In mid-1941, La Conga changed its name to the Copacabana, though it continued to feature rhumba/Cuban music. However, Monte Prosser (who would later front the New York Copacabana club) apparently did not follow procedure in the matter of updating the club’s license to reflect the new name, because on December 19, 1941, William G. Bonelli of the State Board of Equalization, which regulated compliance with the state alcoholic beverage control act, revoked La Conga’s liquor license on the basis that the owner, Monte Prosser, had abandoned it four months earlier.
La Conga reopened days later, on Christmas Eve 1941, with a new theme and a new name: Sugar Hill.
By early 1945, 1551 N. Vine had become the Club Morocco. The Morocco filed for involuntary bankruptcy in January 1948 and its fixtures and equipment were sold at auction the following month.
1551 N. Vine Street’s days (and nights) as a club came to an end. In December 1949, it reopened as the new Hollywood ticket office of the Santa Fe Railroad.
Whalen was identified as the former operator of the 1551 Club in December 1935, when he was arrested, along with “James Ray” and “Paul Parker” in San Francisco for robbing a Hollywood dress shop, Lillian Herts, 9268 Sunset Boulevard, of $4000 worth of gowns and furs. See LA Daily News 12/6/1935.
Prosser, a “publicity agent” would lend his name to the talent booking agency, Monte Prosser Productions, run by Johnny Roselli, the Chicago Outfit’s man in Hollywood. Prosser would open a “Beachcomber” restaurant in New York in the late 1930s that seems to have been a ripoff of Don the Beachcomber’s, and where the Zombie is said to have originated.
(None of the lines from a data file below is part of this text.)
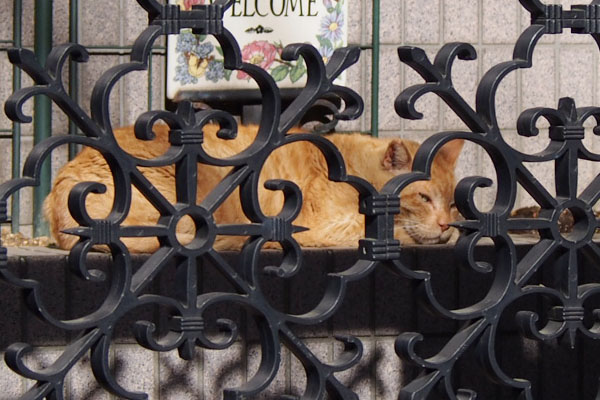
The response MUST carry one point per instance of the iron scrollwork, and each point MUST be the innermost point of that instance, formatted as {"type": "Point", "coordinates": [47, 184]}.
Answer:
{"type": "Point", "coordinates": [187, 326]}
{"type": "Point", "coordinates": [560, 253]}
{"type": "Point", "coordinates": [126, 293]}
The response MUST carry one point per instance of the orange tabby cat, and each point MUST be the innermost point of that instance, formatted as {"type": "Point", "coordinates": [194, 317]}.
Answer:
{"type": "Point", "coordinates": [330, 209]}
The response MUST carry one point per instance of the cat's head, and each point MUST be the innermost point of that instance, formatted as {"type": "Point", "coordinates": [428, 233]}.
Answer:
{"type": "Point", "coordinates": [427, 207]}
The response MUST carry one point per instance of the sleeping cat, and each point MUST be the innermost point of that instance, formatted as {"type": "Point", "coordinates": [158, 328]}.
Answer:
{"type": "Point", "coordinates": [330, 209]}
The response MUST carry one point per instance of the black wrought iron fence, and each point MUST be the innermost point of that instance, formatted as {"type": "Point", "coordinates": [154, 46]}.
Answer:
{"type": "Point", "coordinates": [563, 257]}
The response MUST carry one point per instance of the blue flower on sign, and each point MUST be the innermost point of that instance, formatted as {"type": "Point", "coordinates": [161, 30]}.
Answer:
{"type": "Point", "coordinates": [203, 50]}
{"type": "Point", "coordinates": [326, 52]}
{"type": "Point", "coordinates": [215, 71]}
{"type": "Point", "coordinates": [186, 42]}
{"type": "Point", "coordinates": [331, 26]}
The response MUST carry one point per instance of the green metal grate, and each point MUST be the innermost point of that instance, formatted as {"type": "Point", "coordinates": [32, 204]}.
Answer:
{"type": "Point", "coordinates": [43, 109]}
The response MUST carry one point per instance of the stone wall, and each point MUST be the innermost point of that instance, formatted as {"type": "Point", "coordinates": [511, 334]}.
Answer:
{"type": "Point", "coordinates": [564, 65]}
{"type": "Point", "coordinates": [376, 309]}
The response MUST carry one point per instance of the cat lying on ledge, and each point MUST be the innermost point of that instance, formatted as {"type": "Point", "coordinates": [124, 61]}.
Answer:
{"type": "Point", "coordinates": [330, 209]}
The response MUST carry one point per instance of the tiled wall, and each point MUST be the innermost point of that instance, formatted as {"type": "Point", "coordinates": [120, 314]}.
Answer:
{"type": "Point", "coordinates": [564, 65]}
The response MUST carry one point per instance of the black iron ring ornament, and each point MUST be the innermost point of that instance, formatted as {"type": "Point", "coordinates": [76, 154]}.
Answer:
{"type": "Point", "coordinates": [378, 249]}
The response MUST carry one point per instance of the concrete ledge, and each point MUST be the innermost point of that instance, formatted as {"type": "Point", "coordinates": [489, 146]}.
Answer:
{"type": "Point", "coordinates": [376, 309]}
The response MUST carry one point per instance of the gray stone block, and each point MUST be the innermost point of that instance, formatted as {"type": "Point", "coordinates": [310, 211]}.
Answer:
{"type": "Point", "coordinates": [354, 315]}
{"type": "Point", "coordinates": [11, 384]}
{"type": "Point", "coordinates": [11, 328]}
{"type": "Point", "coordinates": [223, 369]}
{"type": "Point", "coordinates": [137, 369]}
{"type": "Point", "coordinates": [279, 384]}
{"type": "Point", "coordinates": [389, 370]}
{"type": "Point", "coordinates": [51, 275]}
{"type": "Point", "coordinates": [82, 384]}
{"type": "Point", "coordinates": [322, 350]}
{"type": "Point", "coordinates": [439, 261]}
{"type": "Point", "coordinates": [359, 377]}
{"type": "Point", "coordinates": [179, 378]}
{"type": "Point", "coordinates": [307, 288]}
{"type": "Point", "coordinates": [393, 289]}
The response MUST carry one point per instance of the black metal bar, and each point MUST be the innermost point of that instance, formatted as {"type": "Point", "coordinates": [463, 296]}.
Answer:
{"type": "Point", "coordinates": [558, 254]}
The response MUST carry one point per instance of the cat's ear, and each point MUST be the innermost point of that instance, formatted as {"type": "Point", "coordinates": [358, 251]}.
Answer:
{"type": "Point", "coordinates": [451, 150]}
{"type": "Point", "coordinates": [397, 156]}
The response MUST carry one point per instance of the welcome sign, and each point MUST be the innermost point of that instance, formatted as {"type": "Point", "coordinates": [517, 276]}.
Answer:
{"type": "Point", "coordinates": [263, 28]}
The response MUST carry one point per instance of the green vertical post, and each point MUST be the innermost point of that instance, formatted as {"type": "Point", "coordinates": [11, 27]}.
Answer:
{"type": "Point", "coordinates": [42, 111]}
{"type": "Point", "coordinates": [16, 130]}
{"type": "Point", "coordinates": [73, 69]}
{"type": "Point", "coordinates": [375, 72]}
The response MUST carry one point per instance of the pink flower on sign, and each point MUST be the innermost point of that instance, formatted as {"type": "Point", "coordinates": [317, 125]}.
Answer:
{"type": "Point", "coordinates": [186, 5]}
{"type": "Point", "coordinates": [261, 53]}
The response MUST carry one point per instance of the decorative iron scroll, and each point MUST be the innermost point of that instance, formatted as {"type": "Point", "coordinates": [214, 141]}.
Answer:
{"type": "Point", "coordinates": [378, 249]}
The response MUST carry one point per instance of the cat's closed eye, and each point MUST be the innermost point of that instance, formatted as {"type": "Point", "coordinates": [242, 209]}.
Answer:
{"type": "Point", "coordinates": [425, 198]}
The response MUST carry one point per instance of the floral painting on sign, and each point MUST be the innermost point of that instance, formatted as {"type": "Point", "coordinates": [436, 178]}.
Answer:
{"type": "Point", "coordinates": [199, 59]}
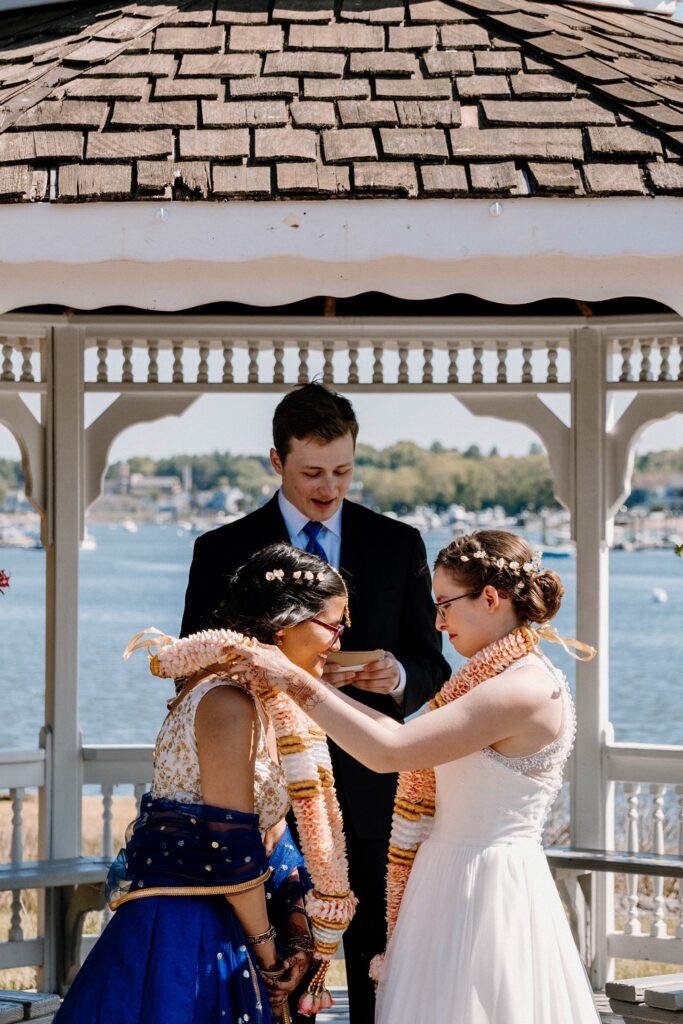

He also operated Monte Prosser’s Zombie Bar at the 1939 World’s Fair. He ostensibly bought the New York Copacabana Club in 1947. In July 1950, Virgil Peterson of the Chicago Crime Commission, testifying before the US Congress Special Committee Investigation of Organized Crime in Interstate Commerce (aka the Kefauver Committee) said that Thomas Cassera, “an individual closely identified with the gangster element” had operated the Chanticleer club at 8572 Sunset Boulevard with Prosser.
In November 1939, Bonelli had been accused of graft in a pay to play liquor license scandal. Bonelli denied the accusations. It is worth noting that the LA mob made similar charges against citizen vice investigators led by Clifford Clinton. The bribe trial was unsuccessful and Bonelli continued on the SBE, eventually becoming its chair, until he was finally defeated in November 1954. At that time, Bonelli was implicated in another liquor license graft probe, in San Diego. He was indicted by the San Diego County grand jury in February 1955 and ended up fleeing to Mexico , where he died in 1970.